Picture Us In The Light(53)



“The rent is too high here.”

“What? But—” The words get jumbled on their way to me; I have to untangle them and even still they barely make sense. “But we—”

“We have no choice. It’s too expensive.”

I have grown up in this house. My life is literally written on its walls. I know this kitchen so well I don’t even see it anymore; I have to look around it and focus in order to ground myself. “Can’t we get a loan? Just until Ba finds—”

“That is not an option. We can no longer afford it.”

“But, I mean, you’re just never going to find another job or what?”

“Daniel,” my mother hisses.

My face is hot. “Can’t you talk to the landlords? They probably don’t want someone else to—”

“We’ve already spoken to them.”

I never even think of the landlords, shadowy beings who occasionally appear when a pipe bursts. I don’t think of our home as theirs. “Can you talk to them again?”

“There’s nothing more to talk about.”

“But we don’t—then what are we even supposed to do? Just move into some random apartment or something?”

My parents exchange another look. “Daniel, Cupertino as a whole is very expensive. Apartments are no more affordable. Cupertino is a terrible value for the money, and we don’t need to pay for a good school district anymore because you have already been accepted for next year. So we will move to San José.”

“San José?” Technically Cupertino shares a border with the west part of San José, on the other side of De Anza. “Like where, where Los Dos is? Like by Westgate?”

“It will be…less close to here.”

“Okay, then where? Like by Valley Fair or what?”

“Not by Valley Fair. More…past the airport. It’s all we can afford.”

“The airport? I can’t live all the way over there and go to MV.”

My mom flinches—they knew that already, of course. She pushes my noodles toward me. “Aren’t you hungry?”

This can’t be happening. What the hell. What in the absolute hell. An old panic rises up, that same trapped feeling I remember from when they told me we were leaving Austin—the world trailing away from me as I struggle after it.

“I’ll get a job,” I say. “It can’t be that much of a difference, right? In rent? I’ll get a job and—” I remember. “I just sold a drawing. I made three hundred dollars.”

They both look surprised. “Where?” my dad says.

“At this gallery—it’s kind of a long story. I found it online, and someone bought one of the drawings—”

“Where? How did—”

“It’s kind of a long—anyway my point is that I just made three hundred dollars. That can help, right? And maybe I’ll sell more. Or I can get a job and—”

My mom’s face is pained. “It’s already done. We’ve already signed the paperwork.”

“Like where exactly?” I let my phone thud onto the table. “Show me on a map.”

My mom does, reluctantly, pointing to an area northeast of the airport that I’ve never been to in my life.

“That’s like forty minutes away.” People go eat in that area or Milpitas sometimes, there’s this hot pot place Regina’s family always drives out for, but that whole lower curve under the Bay always felt so irrelevant to me. And I’ve been perfectly happy with that. I love Cupertino. I never wanted a reason to know where anything else was.

“It’s really only thirty minutes when there’s no traffic.”

“Okay, fine, thirty—that’s not—don’t you have to give at least a month notice to the landlords?”

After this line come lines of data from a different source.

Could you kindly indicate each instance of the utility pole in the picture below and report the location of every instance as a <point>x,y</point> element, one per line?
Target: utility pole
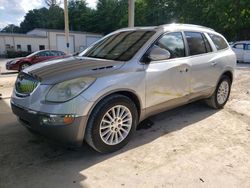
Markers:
<point>66,24</point>
<point>131,13</point>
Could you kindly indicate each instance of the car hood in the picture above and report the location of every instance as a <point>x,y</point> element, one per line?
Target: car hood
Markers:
<point>58,70</point>
<point>17,59</point>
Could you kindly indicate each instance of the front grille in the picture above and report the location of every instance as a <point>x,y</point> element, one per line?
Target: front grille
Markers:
<point>25,84</point>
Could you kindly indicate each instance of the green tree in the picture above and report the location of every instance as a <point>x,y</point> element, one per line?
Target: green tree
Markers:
<point>11,28</point>
<point>51,18</point>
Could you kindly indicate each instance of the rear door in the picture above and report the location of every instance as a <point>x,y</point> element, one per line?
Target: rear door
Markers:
<point>247,53</point>
<point>167,81</point>
<point>204,69</point>
<point>239,51</point>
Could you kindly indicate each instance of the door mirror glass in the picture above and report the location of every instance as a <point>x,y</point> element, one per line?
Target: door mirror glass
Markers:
<point>158,54</point>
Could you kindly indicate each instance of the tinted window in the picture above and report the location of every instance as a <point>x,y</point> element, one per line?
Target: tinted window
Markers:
<point>247,47</point>
<point>41,47</point>
<point>196,43</point>
<point>173,42</point>
<point>207,45</point>
<point>29,48</point>
<point>219,42</point>
<point>239,46</point>
<point>120,46</point>
<point>44,53</point>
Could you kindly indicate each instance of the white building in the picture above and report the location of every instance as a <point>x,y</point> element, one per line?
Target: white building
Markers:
<point>39,39</point>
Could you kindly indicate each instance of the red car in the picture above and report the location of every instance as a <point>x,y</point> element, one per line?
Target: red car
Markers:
<point>36,57</point>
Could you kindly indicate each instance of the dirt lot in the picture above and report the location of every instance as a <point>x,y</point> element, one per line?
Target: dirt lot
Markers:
<point>191,146</point>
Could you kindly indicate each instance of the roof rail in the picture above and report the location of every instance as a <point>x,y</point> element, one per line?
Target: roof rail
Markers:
<point>187,25</point>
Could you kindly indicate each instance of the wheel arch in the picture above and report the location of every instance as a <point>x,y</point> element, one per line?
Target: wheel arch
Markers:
<point>23,62</point>
<point>128,93</point>
<point>229,74</point>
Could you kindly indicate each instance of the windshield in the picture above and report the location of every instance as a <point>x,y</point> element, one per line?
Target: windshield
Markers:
<point>121,46</point>
<point>32,54</point>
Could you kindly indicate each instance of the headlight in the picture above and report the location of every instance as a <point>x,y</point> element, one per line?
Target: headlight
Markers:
<point>13,62</point>
<point>69,89</point>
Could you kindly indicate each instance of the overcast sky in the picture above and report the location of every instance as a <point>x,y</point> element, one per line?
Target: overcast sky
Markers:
<point>13,11</point>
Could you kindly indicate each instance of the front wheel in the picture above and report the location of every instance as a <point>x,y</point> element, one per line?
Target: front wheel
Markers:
<point>221,93</point>
<point>111,124</point>
<point>23,66</point>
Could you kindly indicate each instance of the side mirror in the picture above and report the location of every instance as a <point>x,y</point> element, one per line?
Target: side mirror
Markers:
<point>158,53</point>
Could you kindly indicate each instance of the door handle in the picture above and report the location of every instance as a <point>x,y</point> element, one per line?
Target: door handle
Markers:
<point>183,70</point>
<point>213,63</point>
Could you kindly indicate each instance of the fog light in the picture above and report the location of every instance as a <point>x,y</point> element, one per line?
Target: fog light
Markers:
<point>57,119</point>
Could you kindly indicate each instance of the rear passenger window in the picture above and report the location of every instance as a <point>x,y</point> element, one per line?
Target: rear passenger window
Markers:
<point>196,43</point>
<point>218,41</point>
<point>173,42</point>
<point>239,46</point>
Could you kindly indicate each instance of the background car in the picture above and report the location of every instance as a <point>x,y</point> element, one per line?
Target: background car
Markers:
<point>242,51</point>
<point>36,57</point>
<point>101,95</point>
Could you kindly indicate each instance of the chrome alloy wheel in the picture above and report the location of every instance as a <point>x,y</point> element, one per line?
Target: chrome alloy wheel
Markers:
<point>223,92</point>
<point>115,125</point>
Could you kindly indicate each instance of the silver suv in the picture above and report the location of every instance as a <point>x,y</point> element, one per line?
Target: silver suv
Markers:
<point>101,95</point>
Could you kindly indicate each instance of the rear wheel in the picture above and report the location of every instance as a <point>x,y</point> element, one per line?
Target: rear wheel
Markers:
<point>221,94</point>
<point>111,124</point>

“We gave notice two weeks ago.”

Two weeks? The past two weeks I was finding out my portfolio was accepted at Neighborhood. I was driving to SF with Harry for the installation the past two weeks. I trusted my parents when they said everything was going to be fine. “You’ve known about this for two weeks?”

She looks away. “We didn’t want you to worry.”

“But I could’ve gotten an after-school job, or I could have—”

“No,” she says firmly. “Your job is to prepare for art school.”

There’s a film over my eyes. The refrigerator buzzes louder. Everything I can think to say swirls around like mixing paint. Finally I say, “So all this time you’ve been lying to—”

My dad gets up abruptly, making me jump. The suddenness of it makes me back away, but he’s not headed in my direction after all—his footsteps fall through the living room and then down the hallway. His door slams.

My mom gets up from the kitchen table.

“Later this weekend we’ll find moving boxes,” she says. “You can start packing your things.”



“You’re moving? You’re moving where?” Harry blinks at me, nothing computing, his mind not awake enough yet to process the information. It’s just before seven-thirty and the bell hasn’t rung yet, and we’re huddled by Regina’s locker, Harry and Regina holding hands, all our sleep-deprived classmates walking zombielike past us in the early morning cold. I took the news to bed with me last night; I didn’t have the energy to call Harry after trying to make myself invisible, cloaked in my anger, all day. I forgot at first this morning when I woke up, and then it all crashed back over me again.